Mujeres enamoradas
por Gerard CasauLo deseable sería que esta crítica de Amante por un día celebrase el reencuentro con un viejo amigo (y maestro), Philippe Garrel, que lleva haciendo cine desde mediados de la década de los sesenta, cuando apenas era tardoadolescente. Sin embargo, la realidad de la distribución española prácticamente nos fuerza a hacer las presentaciones: pese a que su cine se ha visto de manera más o menos regular en festivales (San Sebastián incluso le dedicó una retrospectiva en 2007), y que algunas de sus obras de madurez han aparecido en DVD, este es tan solo el segundo de sus filmes que se estrena en salas estatales (de hecho, su “debut” se produjo anteayer, en 2013, cuando Un verano ardiente asomó tímidamente por la cartelera).
Por todo ello, puede quien quede extrañado ante la austeridad de las imágenes de Amante por un día, donde todo espectáculo pasa por ver emerger un rostro u otra parte del cuerpo de entre una sombras fotografiadas en el blanco y negro de unos 35mm que tratan de mantener el granuloso orgullo de sus orígenes fotoquímicos en los tiempos del DCP. O ante el aparente anacronismo de unos diálogos donde los jóvenes contemporáneos aún pueden reunirse para debatir sobre la guerra de Algeria sin que suene a impostura. Lo que en otros directores no dudaríamos en tachar de trasnochado, en Garrel es síntoma de perseverancia en temas y registros que aún le despiertan inquietudes. También de la convicción en una economía creativa que le ha llevado a plantear sus producciones más recientes como una trilogía formada por películas que se detienen tras una hora y cuarto de metraje, y que profundizan en las ramificaciones freudianas de los celos: son La jalousie, L'ombre des femmes y Amante por un día.
La película se abre con sendos resuellos antitéticos. Por un lado, el de la desconsolada Jeanne (Esther Garrel, hija del director, que ya aparecía junto a su hermano mayor Louis en La jalousie), que ha tarifado con su pareja y arrastra sus bártulos por las calles de París. Por el otro, el de Ariane (Louise Chevillotte), que disfruta del sexo con su amante y antiguo profesor Gilles (Eric Caravaca), que es también el padre de Jeanne. El descalabro en la vida amorosa de esta la lleva a instalarse por un tiempo indefinido en el hogar parental, dando lugar a un peculiar triángulo afectivo, en el que Jeanne y Esther, ambas de la misma edad, son a la vez madrastra e hija, amigas confidentes, y rivales veladas, quizá por la atención de Gilles, quizá por el simple deseo de aparentar control sobre sus sentimientos.

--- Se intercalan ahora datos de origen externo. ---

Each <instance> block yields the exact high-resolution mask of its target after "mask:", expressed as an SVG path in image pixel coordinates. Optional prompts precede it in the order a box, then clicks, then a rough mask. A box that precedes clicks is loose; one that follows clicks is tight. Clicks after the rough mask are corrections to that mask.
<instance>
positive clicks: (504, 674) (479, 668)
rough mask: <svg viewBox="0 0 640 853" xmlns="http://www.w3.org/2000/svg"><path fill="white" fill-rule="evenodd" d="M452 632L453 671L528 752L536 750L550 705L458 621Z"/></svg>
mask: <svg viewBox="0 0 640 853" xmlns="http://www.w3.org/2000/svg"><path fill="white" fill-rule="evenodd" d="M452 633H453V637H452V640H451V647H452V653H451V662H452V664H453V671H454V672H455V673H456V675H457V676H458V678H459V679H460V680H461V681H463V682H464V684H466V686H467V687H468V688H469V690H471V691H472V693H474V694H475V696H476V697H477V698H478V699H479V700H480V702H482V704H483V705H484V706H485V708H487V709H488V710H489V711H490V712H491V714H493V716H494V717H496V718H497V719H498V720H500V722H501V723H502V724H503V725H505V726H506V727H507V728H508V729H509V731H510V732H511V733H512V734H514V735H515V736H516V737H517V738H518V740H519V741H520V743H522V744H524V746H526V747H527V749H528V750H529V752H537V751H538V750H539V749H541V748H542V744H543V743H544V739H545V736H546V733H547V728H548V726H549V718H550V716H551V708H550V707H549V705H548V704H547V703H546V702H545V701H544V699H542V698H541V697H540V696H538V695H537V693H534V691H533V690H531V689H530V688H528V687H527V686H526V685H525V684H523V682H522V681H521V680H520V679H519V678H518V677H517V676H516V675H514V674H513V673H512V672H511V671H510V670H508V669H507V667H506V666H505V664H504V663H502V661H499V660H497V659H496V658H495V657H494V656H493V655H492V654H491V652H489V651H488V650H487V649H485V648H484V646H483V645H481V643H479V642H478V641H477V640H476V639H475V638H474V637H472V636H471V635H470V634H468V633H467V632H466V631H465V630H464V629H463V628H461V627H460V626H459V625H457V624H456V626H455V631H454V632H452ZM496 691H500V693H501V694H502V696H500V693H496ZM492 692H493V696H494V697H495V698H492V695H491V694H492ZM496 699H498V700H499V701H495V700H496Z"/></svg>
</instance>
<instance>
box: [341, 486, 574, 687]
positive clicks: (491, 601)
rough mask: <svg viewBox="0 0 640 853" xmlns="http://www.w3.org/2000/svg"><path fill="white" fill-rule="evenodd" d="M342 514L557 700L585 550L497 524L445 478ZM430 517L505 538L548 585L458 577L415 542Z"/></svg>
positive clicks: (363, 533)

La aparente armonía entre los protagonistas se erosiona sin escándalo (por más que en el transcurso del metraje queden conatos de suicidio, infidelidades varias y no pocas lágrimas), como si desde el momento en que los tres inician su convivencia, se asumiera de forma tácita que la situación no puede durar (un determinismo en absoluto ominoso que pone de manifiesto la voz en off literaria de la actriz Laetitia Spigarelli). Y, pese a la complejidad de los remolinos emocionales que atraviesan el relato, la escritura de Garrel (colaborando ahora con Jean Claude-Carrière, Caroline Deruas y Arlette Langmann) es transparente como nunca, como si a sus casi setenta años y tras militar en la autoría radical, el firmante de La cicatrice intérieure hubiera alcanzado su personal Modo de Representación Institucional del corazón humano. Nada sobra y nada falta en la pantalla: en su lúcido equilibrio entre intenciones, método y resultados la película es, como dijo Adrian Martin, perfecta.
A favor: La incorporación definitiva de Esther Garrel a los retratos fílmicos de su padre. Y la perfección de tono y tempo lograda por el autor.
En contra: Que tras casi medio siglo de trayectoria, esta sea tan solo la segunda película de Garrel que se estrena en salas españolas.